Иисус Христос сравнивал Свой приход с закваской, которая должна постепенно забродить все «тесто» (Мф 13 33). Современный мир, как никогда, нуждается в этой закваске. А если Христа изымают из различных сфер этого мира, чем бы при этом ни руководствовались, это означает очередную победу сатанинских сил.
«Равнодушие или даже отвращение к телесной природе человека (которую ап. Павел называет “храмом Духа Святого”) объясняет, — пишет отец Александр, — почему многие члены Церкви будут так легко мириться с положением обездоленных, с несправедливыми общественными порядками. Они станут лицемерно (или искренне) указывать на небо, напоминая о блаженстве за гробом, тогда как суровая притча Евангелия об овцах и козлищах требует именно земных дел, активной самоотдачи в этой жизни.
Говоря, что человек живёт “не хлебом единым”, Христос, однако, повелевает “накормить голодного”, в лице которого верующий служит Самому Богу. Когда же христиане под благовидными предлогами откажутся исполнять эту заповедь, их постигнет неизбежное возмездие. Заботу о нуждающихся и социальной правде узурпируют враги веры…» [71].
Именно в результате безответственного отказа христиан от участия в социальной жизни совершается, по словам Бердяева, нынешний «…бунт человека во имя своей свободы и творчества». Он говорил: «На пустом месте, оставленном в мире христианством, начал строить антихрист свою вавилонскую башню». А ведь для того, чтобы место сие не было пусто, и создал Христос Свою Церковь.

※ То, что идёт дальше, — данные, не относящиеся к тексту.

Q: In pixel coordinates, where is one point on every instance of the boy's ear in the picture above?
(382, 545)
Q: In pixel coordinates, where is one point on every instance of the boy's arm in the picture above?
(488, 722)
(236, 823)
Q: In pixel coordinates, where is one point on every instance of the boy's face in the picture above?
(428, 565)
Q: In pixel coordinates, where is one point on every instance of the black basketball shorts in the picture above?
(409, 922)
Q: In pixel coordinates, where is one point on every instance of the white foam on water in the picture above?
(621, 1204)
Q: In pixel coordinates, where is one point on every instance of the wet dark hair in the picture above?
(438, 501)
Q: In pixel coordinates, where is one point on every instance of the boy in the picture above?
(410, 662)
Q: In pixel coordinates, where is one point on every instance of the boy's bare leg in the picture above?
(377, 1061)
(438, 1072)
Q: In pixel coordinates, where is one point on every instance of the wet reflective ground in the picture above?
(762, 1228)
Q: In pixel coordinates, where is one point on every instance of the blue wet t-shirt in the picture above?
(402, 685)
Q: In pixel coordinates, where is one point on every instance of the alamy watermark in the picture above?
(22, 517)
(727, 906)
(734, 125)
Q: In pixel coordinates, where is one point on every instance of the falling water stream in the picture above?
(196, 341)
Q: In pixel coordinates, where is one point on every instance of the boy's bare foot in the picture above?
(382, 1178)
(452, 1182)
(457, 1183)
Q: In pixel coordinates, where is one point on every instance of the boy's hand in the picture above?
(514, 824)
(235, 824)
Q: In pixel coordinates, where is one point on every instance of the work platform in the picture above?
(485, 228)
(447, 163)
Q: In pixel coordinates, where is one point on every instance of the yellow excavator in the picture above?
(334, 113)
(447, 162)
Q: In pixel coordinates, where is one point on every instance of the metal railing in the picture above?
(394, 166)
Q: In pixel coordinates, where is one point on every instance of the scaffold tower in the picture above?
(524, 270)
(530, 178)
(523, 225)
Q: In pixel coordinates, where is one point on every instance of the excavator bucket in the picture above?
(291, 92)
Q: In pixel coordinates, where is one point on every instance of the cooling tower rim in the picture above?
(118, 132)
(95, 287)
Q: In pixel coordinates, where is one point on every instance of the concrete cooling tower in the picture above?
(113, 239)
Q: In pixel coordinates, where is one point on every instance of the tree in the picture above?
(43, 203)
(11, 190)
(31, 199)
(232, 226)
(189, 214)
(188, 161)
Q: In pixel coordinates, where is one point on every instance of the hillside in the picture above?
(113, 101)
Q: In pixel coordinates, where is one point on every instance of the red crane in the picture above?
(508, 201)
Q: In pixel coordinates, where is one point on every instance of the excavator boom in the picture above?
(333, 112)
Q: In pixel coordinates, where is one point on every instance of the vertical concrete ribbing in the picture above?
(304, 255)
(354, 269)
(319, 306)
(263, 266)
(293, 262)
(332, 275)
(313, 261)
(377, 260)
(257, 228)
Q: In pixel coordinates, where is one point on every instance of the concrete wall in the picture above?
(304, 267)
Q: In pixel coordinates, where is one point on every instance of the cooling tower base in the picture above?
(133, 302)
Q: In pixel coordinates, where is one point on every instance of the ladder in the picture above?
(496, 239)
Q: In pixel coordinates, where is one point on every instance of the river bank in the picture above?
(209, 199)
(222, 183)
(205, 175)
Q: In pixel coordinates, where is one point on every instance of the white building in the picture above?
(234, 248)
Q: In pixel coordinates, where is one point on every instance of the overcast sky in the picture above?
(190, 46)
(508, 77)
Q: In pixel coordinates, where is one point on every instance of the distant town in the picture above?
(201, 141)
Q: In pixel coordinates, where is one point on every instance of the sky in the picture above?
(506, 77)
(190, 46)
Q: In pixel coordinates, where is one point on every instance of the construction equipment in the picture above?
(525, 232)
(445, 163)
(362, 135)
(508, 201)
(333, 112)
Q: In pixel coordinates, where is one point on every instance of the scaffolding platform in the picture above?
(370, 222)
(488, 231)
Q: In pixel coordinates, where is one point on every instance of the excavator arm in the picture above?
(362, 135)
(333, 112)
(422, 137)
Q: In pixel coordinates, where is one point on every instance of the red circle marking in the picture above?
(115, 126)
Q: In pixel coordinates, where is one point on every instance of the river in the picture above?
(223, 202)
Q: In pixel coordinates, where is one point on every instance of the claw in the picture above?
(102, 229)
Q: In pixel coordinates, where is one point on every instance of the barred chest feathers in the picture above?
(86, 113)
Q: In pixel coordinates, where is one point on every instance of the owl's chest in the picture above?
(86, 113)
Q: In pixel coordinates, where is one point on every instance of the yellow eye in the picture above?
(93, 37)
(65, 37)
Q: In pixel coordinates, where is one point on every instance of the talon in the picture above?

В истинном христианстве «созерцание растворяется в действии, а человеческая воля сплавляется с божественной». Такое слияние делает человека орудием в руках Божьих. Гармоничное сочетание труда и молитвы становится отличительной чертой церковных лидеров именно в XX веке. Среди них батюшка особенно выделял мать Терезу Калькутскую, учеников брата Шарля де Фуко — Малых сестёр матери Магдалены Иисуса и Малых братьев отца Рене Вуайома [72], мать Марию (Скобцову) и некоторых других.
7
Отец Александр говорил, что языческое обрядоверие, эллинистический идеализм и статическое мироощущение — наследие сорока тысяч лет язычества, и быстро тут изменить ничего невозможно. Только медленная, невидимая работа по преображению церковного сознания может принести надёжные результаты.